翌日一早。
天刚蒙蒙亮,江城还笼罩在一片淡淡的薄雾之中,空气中还残留着昨夜的寒意。
刘老汉扒开自家烧饼铺的门缝,眯着眼睛,小心翼翼地瞧着街面上的动静。
与昨天的杂乱喧嚣不同。
今天的街道,显得格外平静。
没有乌央乌央的人群。
没有高声的呼喝。
也没有暴乱的痕迹。
只有零星几个行人,匆匆地走在街道上,神色平静。
刘老汉今年已经六十多岁了,头发花白,脸上布满了皱纹,眼神里满是沧桑。
他在码头附近开了一家小小的烧饼铺,已经开了十几年了,靠着这门手艺,勉强维持着一家人的生计。
他年纪大了,不懂什么罢工、游行,也不懂什么经委会、航运八条。
他只知道,昨天街道上有人暴乱,有人高声呼喝,有人打砸抢烧,他吓得不敢开门做生意,只能躲在家里,抱着老伴和孙子,瑟瑟发抖,生怕被那些暴乱的人伤害。
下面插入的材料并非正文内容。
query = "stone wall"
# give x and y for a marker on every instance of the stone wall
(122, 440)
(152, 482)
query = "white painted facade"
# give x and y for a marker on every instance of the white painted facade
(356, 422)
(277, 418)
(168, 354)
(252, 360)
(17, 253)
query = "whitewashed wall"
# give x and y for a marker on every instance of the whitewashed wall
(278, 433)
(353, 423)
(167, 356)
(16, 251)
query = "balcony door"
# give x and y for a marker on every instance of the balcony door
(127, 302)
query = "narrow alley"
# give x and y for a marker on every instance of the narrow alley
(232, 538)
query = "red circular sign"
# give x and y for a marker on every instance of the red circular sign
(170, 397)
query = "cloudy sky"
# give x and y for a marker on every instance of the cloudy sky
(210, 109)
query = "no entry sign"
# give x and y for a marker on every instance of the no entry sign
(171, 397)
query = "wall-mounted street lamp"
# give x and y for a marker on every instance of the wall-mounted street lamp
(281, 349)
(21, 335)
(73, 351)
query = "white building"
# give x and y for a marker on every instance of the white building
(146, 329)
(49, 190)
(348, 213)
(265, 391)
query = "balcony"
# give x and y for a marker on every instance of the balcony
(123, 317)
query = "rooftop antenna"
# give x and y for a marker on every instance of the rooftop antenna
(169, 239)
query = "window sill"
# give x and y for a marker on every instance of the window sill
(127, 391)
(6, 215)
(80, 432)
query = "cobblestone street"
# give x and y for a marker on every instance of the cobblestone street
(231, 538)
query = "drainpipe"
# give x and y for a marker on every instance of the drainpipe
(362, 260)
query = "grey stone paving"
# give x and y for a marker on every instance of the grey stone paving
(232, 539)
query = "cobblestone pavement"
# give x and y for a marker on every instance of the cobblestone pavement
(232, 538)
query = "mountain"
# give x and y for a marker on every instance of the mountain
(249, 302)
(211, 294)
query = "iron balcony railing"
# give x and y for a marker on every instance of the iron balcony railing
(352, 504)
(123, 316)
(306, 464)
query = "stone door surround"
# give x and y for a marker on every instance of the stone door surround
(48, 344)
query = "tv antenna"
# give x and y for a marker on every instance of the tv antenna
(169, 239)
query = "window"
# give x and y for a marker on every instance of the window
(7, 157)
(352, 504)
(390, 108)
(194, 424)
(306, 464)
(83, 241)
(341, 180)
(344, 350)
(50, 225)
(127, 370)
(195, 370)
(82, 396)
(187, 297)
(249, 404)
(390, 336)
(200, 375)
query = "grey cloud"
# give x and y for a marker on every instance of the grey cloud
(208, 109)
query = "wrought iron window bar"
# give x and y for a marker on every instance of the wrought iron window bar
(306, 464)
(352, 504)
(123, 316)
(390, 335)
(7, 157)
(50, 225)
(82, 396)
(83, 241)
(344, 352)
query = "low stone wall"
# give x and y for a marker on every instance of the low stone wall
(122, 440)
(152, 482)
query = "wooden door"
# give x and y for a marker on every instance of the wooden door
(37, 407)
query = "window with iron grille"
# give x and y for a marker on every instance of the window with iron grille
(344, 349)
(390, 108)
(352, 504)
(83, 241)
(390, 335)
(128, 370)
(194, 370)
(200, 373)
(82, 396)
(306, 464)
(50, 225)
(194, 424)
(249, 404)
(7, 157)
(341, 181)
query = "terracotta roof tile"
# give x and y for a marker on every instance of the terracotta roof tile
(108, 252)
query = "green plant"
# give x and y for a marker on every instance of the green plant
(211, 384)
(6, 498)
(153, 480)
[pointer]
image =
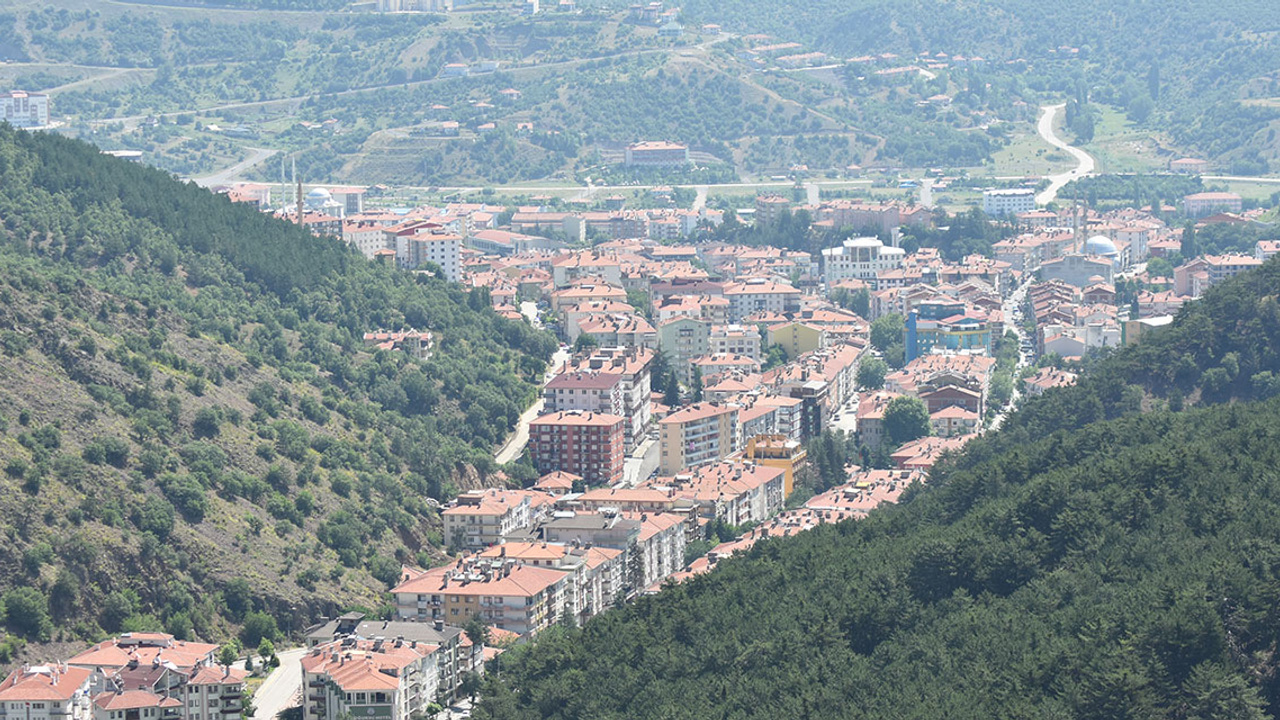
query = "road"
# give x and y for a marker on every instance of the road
(1013, 313)
(519, 438)
(257, 155)
(1084, 162)
(641, 463)
(927, 192)
(282, 688)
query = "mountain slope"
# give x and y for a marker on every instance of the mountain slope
(1072, 566)
(186, 401)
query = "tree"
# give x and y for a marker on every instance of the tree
(871, 373)
(886, 331)
(27, 613)
(257, 627)
(476, 630)
(227, 655)
(905, 419)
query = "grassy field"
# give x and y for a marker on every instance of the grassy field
(1119, 146)
(1028, 155)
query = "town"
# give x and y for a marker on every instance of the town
(707, 395)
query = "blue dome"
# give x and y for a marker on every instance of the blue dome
(1100, 245)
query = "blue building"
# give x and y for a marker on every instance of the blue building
(947, 324)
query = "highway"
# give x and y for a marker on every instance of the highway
(1084, 162)
(282, 688)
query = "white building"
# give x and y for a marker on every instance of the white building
(860, 258)
(1009, 201)
(23, 109)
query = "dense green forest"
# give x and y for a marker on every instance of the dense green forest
(186, 399)
(1111, 552)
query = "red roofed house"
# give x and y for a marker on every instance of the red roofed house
(585, 443)
(46, 692)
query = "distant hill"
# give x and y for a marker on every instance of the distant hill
(1100, 556)
(191, 428)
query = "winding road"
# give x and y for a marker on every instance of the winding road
(1084, 162)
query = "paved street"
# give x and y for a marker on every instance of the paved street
(282, 688)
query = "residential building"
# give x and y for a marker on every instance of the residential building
(504, 593)
(481, 518)
(696, 434)
(735, 340)
(594, 392)
(23, 109)
(585, 443)
(634, 367)
(1008, 203)
(657, 154)
(860, 258)
(760, 295)
(1201, 204)
(684, 338)
(389, 679)
(46, 692)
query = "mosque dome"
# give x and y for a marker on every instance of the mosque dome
(1100, 245)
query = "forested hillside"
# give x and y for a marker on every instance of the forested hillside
(186, 399)
(1100, 556)
(1187, 68)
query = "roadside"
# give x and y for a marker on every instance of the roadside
(282, 688)
(1084, 162)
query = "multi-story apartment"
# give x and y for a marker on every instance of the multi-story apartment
(684, 338)
(419, 242)
(484, 518)
(594, 392)
(1202, 204)
(23, 109)
(1008, 203)
(734, 492)
(46, 692)
(516, 597)
(704, 432)
(585, 443)
(735, 340)
(634, 367)
(155, 677)
(657, 153)
(393, 679)
(860, 258)
(760, 295)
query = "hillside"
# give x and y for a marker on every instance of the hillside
(187, 400)
(1088, 560)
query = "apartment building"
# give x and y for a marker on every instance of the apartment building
(481, 518)
(1008, 203)
(684, 338)
(657, 154)
(46, 692)
(702, 433)
(521, 598)
(760, 295)
(860, 258)
(735, 340)
(585, 443)
(593, 392)
(634, 365)
(370, 678)
(23, 109)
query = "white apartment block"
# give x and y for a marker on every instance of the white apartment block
(860, 258)
(1009, 201)
(735, 340)
(23, 109)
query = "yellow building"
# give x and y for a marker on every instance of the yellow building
(798, 338)
(777, 451)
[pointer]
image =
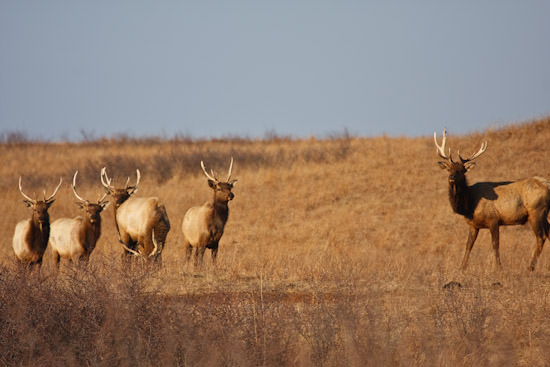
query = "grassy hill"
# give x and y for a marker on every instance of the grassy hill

不多时,他看到有几个人,肩头搭着褡裢,说说笑笑地往码头的方向走去,神色轻松,脸上没有丝毫的慌乱,显然是要去码头干活的力工。
刘老汉的心里,稍稍松了口气,又大胆地卸下一块门板,伸出头,仔细看了看街道两侧的情况。
街道上干干净净,没有被打砸的痕迹,没有散落的杂物,那些平日里耀武扬威的日伪岗哨,虽然依旧在站岗,却也没有了昨日的嚣张气焰,只是静静地站在那里,扫视着过往的行人。
一切,都不像昨日那般混乱。
一切,都渐渐恢复了往日的平静。
刘老汉的心里悬着的石头终于落了地。
他想起了日本人没来之前的日子,虽然那时候苛税也比较多,日子也过得比较艰难,但他靠着码头的生意,每天做些烧饼,卖给码头的力工和过往的行人,还算能够勉强糊口,一家人虽然不富裕,却也安稳。
可自从日本人占领江城后,这城里就没有太平、清静过。
苛捐杂税越来越多,日伪岗哨四处盘剥,时不时地还有暴乱发生,他的烧饼铺也被打砸过好几次,损失惨重。
昨天,他刚支好烧饼炉子和摊位,准备做烧饼,就被乌央乌央的暴乱人群推翻了炉子,砸坏了摊位,连带着刚做好的几块烧饼,都被人顺手牵走了,他只能眼睁睁地看着,却不敢上前阻拦。
他知道,那些人,连日伪岗哨都敢冲撞,更何况他一个手无缚鸡之力的老头子。
刘老汉的目光,落在了自家门前的那半截柴火上。
那是他昨天还没烧完的柴火,被暴乱的人群推倒在地上,沾了一身的泥土,静静地“躺”在那里,像是在诉说着昨日的混乱和不堪。
他叹了口气,弯腰,小心翼翼地捡起那半截柴火,拍了拍上面的泥土,眼神里满是无奈和心酸。
就在这时。
他看到不远处,卖大碗茶的商户已经升起了袅袅炊烟,烟囱里冒出的白烟,在淡淡的薄雾中缓缓散开。
挑着馄饨摊的老周,正蹲在路边摆弄着自己的柴火,小心翼翼地点燃,准备烧水,脸上露出一丝疲惫,却也带着几分欣慰。